MAIN OUTCOMES AND MEASURES: Various glottal closure evaluations such as normalized glottal gap area, maximal phonation time, phonation quotient, mean airflow rate, perceptual GRBAS (grade, roughness, breathiness, asthenia, strain) scale, and Voice Handicap Index were compared before and after injection using the nonparametric Wilcoxon signed rank test within 1 month, at 6 months, and at the last follow-up examination.

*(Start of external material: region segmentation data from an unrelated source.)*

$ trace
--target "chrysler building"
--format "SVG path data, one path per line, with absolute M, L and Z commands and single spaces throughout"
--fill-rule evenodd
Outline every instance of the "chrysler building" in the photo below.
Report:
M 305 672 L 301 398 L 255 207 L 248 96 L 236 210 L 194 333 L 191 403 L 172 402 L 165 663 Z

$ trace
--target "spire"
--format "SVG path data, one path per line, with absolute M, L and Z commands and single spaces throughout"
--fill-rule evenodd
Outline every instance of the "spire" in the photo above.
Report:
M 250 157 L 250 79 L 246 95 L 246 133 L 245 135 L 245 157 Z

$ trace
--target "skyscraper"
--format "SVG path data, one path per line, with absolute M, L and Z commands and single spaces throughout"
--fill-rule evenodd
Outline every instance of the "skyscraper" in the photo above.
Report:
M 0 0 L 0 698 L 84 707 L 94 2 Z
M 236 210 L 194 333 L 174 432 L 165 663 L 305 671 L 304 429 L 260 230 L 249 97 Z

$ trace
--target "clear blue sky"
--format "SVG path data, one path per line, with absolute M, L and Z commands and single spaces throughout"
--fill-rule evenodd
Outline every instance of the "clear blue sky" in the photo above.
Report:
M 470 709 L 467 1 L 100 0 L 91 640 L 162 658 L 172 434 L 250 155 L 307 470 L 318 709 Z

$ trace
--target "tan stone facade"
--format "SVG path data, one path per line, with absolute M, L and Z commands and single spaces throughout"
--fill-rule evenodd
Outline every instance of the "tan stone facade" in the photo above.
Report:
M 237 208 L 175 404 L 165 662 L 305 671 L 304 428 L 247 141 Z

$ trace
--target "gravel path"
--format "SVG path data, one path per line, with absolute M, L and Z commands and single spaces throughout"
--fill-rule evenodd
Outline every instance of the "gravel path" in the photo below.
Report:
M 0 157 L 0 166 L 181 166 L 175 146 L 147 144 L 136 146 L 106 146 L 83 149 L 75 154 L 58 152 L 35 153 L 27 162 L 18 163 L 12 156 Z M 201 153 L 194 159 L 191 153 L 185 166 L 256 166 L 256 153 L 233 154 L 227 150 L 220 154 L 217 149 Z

RESULTS: Sixty patients had been followed up for at least 6 months. Forty-four patients received only 1 injection, and 16 patients received repeated injections (2 injections for 13 patients and 3 for 3 patients). All the glottal closure parameters improved significantly (P < .001) within 1 month, at 6 months, and at the last follow-up examination, with a mean (SD) of 17.4 (8.9) months. At the last follow-up examination, the mean (SD) normalized glottal gap area was significantly reduced from 7.9 (5.7) to 0.6 (1.6). Mean (SD) maximal phonation time was significantly prolonged from 4.6 (3.8) seconds to 12.1 (7.4) seconds. Mean (SD) phonation quotient was significantly reduced from 647 (508) mL/s to 277 (212) mL/s. Mean (SD) airflow rate was significantly reduced from 445 (338) mL/s to 175 (145) mL/s. When all the GRBAS scale parameters improved, the mean (SD) Voice Handicap Index score was significantly reduced from 76 (22) to 38 (30) (all P < .001).

CONCLUSIONS AND RELEVANCE: Of the 74 patients in this study, 44 (60%) who received a single injection and 16 (22%) who received repeated injections did not require another treatment after long-term follow-up. Laryngeal electromyography-guided hyaluronic acid VF injection is an option for treating UVFP with satisfactory results.